Tawn comes from a big family – he is number 35 out of 38 grandchildren on his father’s side of the family.  Keeping track of all these cousins is a bit of a challenge, especially those cousins here in Bangkok.  While I’ve met several of Tawn’s Bangkok cousins once or twice before in passing and am connected with some of them on facebook, this was my first opportunity to spend any significant time with them.
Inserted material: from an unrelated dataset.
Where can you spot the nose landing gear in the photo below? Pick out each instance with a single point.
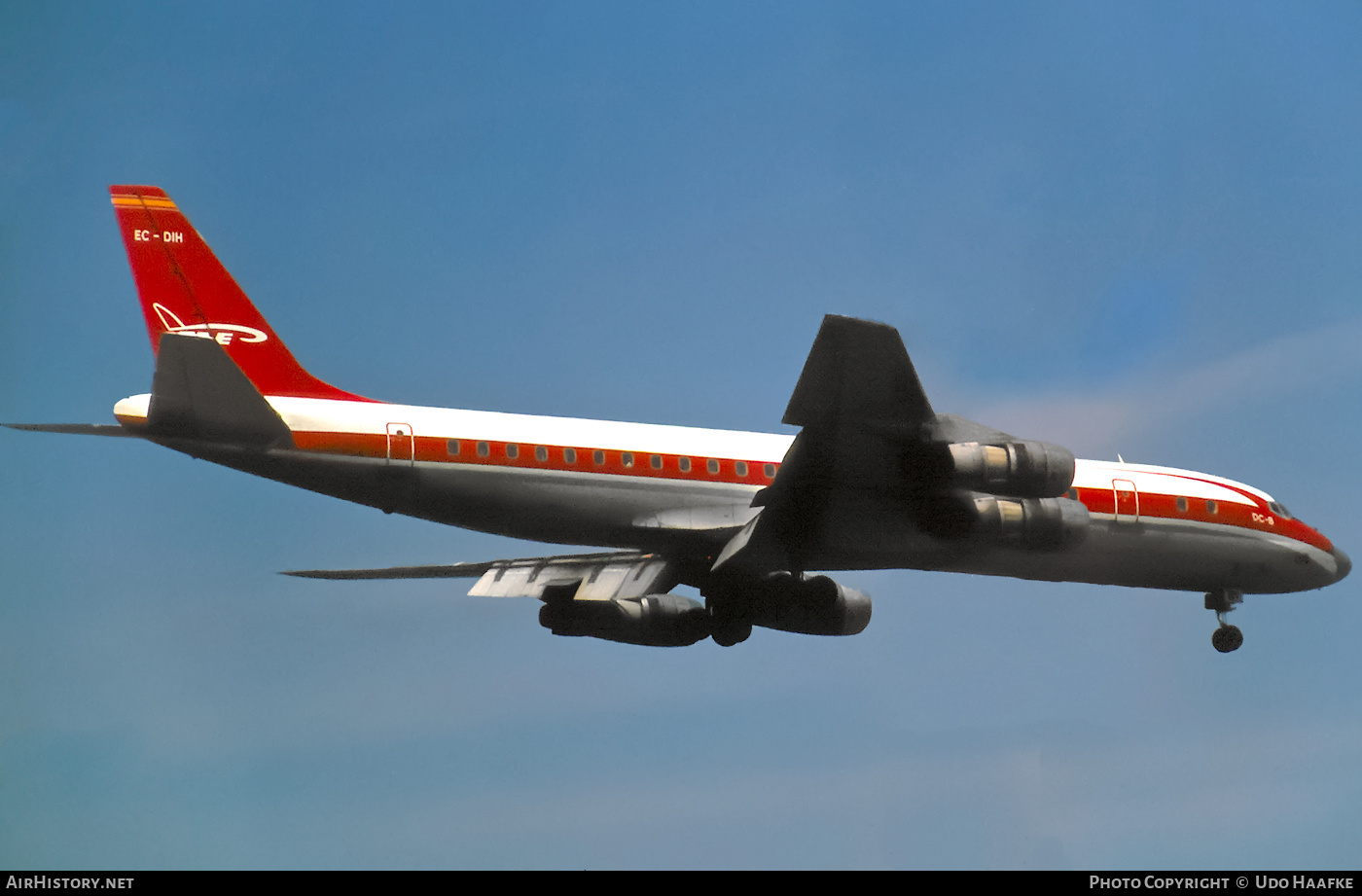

This opportunity fit perfectly with my plan to build connections with the rest of the family, in anticipation of the day that Tawn’s father, who regards me with something akin to a “don’t ask, don’t tell” policy, either changes his mind or is no longer a factor – to put it delicately.

P1100004

The school is on the top floor of Seagull’s headquarters in a large and brightly lit space.  There are fifteen working stations, each with stainless steel tops (no surprise there!) and all the other equipment you would need.  Tawn and his cousins were at the front of the class.

P1090990

We started by making the chocolate truffles as these would need to be refrigerated.  Here, Tawn poses with Som and Wan as they squirt chocolate ganache from a pastry bag onto parchment paper.

P1090987

My partner for the cooking was Pueng.  Despite her good humor and many talents, her ganache came out looking like little chocolate poos.

P1090989

See?

P1090992

After refrigerating the chocolates for a bit, we were able to shape them by hand, ostensibly rolling them into balls.  In practice, this didn’t work out so well.

P1100012-1

The end result of our efforts?  Some damn ugly and unevenly-sized truffles.

P1100030

Som’s two-year old daughter, First, was there as well, spending most of her time playing with her father.  Tawn was playing with her but she seemed a little shy.

P1100053

While not officially involved in the project, Chef Ian Kittichai (who has several famous Thai restaurants in New York, Barcelona, and Mumbai) had chefs from his organization conducting the class.  Tawn has appeared on his local TV show before as a guest (just chat with the chef and help as he cooks) and also knows his wife through common friends.  Had a nice chat with him about the challenges of managing restaurants around the globe and he provided some assistance with our truffles.  All the ones that are actually round were rolled by him!

P1100060

Next up was the Linguine Carbonara, which actually was not a Carbonara sauce since it contained milk and cream.  Nonetheless, Pueng practiced her technique of putting the pasta into the boiling water, twisting a standing bunch of dry pasta so is splays out.

P1100082

Somehow, partners were swapped during the course of the cooking so Tawn ended up helping me finish the pasta.

P1100084

Looks quite pretty, doesn’t it?  I hadn’t cooked the bacon as crispy as I could have and didn’t salt the water sufficiently.  Nonetheless, it was tasty.

P1100090

Pueng, Tawn’s elder, feels compelled to help him eat his pasta.

P1100097

I poked my head into the adjacent kitchen to see the cleanup process.  This being their trial run, they had tons of staff on hand and still seemed a little overwhelmed.  I think they didn’t anticipate just how much counter space they will need to handle the cleanup from fifteen cooking stations.

It was a fun experience and I enjoyed the chance to spend more time with Tawn’s cousins.  It is fun watching them interact with each other and I look forward to the day when I can be a part of family events.